I think I also picked it up out of some curiosity – the Shields family were well-loved neighbours of my wife Andrea and her family back in Ottawa in the late 70s and through the 80s, and I must have perhaps thought the book would give me some insight into that world.
But in fact the book delivered an enormous amount more. Essentially it’s a family saga of four generations, told through the life of the central character Daisy Goodwill. It’s a complicated story which I won’t elaborate on too much – her mother dies in childbirth and she is raised by a neighbour, and eventually marries the neighbour’s son. And the book's father figures – her own, her adopted father, her husband – die young, or walk away from their marriages, into thin air. Children accumulate and the story fans out into their lives and then returns to Daisy as she grows old, the central pillar of the story. A story of one woman’s life, told in a fairly straight line – first chapter is called Birth, the last is called Death.
And it’s astonishing – this seemingly ordinary life, this woman who considers herself to be nothing special. Shields gets right under the skin of these everyday lives and reveals the teeming multitude of every human life. The details, the emotions, the unspoken words, the night thoughts, the little mysteries that pass between family members. I found myself completely caught up – Shields (who died in 2003) has a stunning and uncanny way of maintaining a double focus: as Daisy declines in her last days in hospital, Shields manages with great skill to keep the reader inside the minds of both the central character and those who visit her, unfolding the awkward conversations that float around hospital rooms.
All of this struck me hard when I thought of my own mother’s decline, and the long empty days she spent in hospital wards, sleeping and waking and passing the time. As I read of Daisy’s reveries and thoughts, I wondered what thoughts my mother must have gone through, the childhood memories and regrets and joys, as she floated in and out of sleep in the boredom between visiting hours.

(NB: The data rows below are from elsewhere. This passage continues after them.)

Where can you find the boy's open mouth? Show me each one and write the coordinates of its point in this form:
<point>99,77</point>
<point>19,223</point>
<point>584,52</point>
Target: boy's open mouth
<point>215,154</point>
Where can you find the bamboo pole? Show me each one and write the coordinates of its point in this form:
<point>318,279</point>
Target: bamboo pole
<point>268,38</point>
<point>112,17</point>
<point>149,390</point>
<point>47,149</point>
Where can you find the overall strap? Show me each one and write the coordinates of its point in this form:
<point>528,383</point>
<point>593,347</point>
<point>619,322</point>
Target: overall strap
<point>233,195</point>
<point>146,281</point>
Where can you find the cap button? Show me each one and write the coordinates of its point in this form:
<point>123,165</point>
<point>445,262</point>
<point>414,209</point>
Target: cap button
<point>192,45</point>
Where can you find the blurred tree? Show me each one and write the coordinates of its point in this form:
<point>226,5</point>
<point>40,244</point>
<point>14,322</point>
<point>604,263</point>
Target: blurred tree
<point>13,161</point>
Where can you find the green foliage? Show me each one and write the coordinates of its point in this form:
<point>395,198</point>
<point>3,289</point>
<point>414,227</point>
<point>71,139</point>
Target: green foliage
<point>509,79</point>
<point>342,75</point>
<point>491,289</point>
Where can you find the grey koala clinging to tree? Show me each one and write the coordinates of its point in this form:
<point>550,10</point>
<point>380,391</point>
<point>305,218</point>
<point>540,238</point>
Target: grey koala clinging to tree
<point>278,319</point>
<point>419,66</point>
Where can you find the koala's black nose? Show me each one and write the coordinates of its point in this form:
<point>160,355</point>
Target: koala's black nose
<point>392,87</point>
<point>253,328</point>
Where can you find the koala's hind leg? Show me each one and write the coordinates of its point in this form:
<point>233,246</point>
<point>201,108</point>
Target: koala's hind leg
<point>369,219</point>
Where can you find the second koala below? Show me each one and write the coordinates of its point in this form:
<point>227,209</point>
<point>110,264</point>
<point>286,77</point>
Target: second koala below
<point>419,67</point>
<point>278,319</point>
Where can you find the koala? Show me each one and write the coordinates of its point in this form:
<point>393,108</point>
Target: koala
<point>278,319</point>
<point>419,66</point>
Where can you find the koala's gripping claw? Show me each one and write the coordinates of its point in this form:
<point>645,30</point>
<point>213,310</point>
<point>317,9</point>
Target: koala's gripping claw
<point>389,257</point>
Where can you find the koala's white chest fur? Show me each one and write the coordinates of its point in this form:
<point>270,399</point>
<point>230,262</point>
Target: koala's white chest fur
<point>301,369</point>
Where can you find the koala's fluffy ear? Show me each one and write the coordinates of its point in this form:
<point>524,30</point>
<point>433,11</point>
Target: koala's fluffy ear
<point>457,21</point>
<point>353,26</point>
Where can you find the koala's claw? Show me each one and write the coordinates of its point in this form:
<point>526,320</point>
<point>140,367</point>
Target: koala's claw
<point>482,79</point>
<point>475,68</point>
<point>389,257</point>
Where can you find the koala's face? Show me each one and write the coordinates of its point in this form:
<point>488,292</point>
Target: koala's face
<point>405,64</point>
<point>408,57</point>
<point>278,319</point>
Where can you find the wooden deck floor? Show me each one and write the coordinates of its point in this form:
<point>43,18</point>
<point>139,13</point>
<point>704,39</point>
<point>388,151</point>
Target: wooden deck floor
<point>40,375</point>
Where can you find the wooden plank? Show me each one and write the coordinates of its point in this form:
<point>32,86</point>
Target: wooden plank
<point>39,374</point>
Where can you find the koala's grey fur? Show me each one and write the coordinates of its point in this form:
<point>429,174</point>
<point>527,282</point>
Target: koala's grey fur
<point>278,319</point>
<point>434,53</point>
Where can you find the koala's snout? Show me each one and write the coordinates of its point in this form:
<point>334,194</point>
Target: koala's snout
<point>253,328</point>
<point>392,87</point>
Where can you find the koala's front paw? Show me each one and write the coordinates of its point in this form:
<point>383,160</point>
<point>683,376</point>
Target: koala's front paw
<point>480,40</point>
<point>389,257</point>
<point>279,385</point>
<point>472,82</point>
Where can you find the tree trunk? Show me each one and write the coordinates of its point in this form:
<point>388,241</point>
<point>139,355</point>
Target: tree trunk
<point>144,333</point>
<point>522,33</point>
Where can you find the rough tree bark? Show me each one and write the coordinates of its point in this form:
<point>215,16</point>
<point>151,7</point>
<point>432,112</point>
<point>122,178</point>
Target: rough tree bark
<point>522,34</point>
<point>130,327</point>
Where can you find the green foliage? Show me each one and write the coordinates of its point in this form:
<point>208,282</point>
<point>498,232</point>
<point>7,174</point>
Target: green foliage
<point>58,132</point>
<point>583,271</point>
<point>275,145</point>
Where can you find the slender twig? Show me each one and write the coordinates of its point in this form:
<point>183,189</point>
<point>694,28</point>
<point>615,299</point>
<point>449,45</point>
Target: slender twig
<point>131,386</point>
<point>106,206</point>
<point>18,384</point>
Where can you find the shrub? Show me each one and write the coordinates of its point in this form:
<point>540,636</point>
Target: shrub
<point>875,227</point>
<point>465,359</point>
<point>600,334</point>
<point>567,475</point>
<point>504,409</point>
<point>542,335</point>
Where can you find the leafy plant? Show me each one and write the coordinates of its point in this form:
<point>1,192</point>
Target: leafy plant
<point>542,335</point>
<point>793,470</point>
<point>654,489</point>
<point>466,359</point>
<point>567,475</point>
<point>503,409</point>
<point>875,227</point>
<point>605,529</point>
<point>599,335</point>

‘Her body’s planet with its atoms and molecules and lumps of matter is blooming all of a sudden with headlines, nightmares, greeting cards, medicinal bitterness, the odours of her own breath and blood, someone near her door humming a tune she comes close to recognising’.
But the larger message of the book is ultimately the same one that I cling to time and time again – as Dylan puts it: ‘he not busy being born is busy dying’. The idea of feeling and experiencing and living every moment to its fullest, as the clock ticks:
‘The larger loneliness of our lives evolves from our unwillingness to spend ourselves, stir ourselves. We are always damping down our inner weather, permitting ourselves the comfort of postponement, or rehearsals’.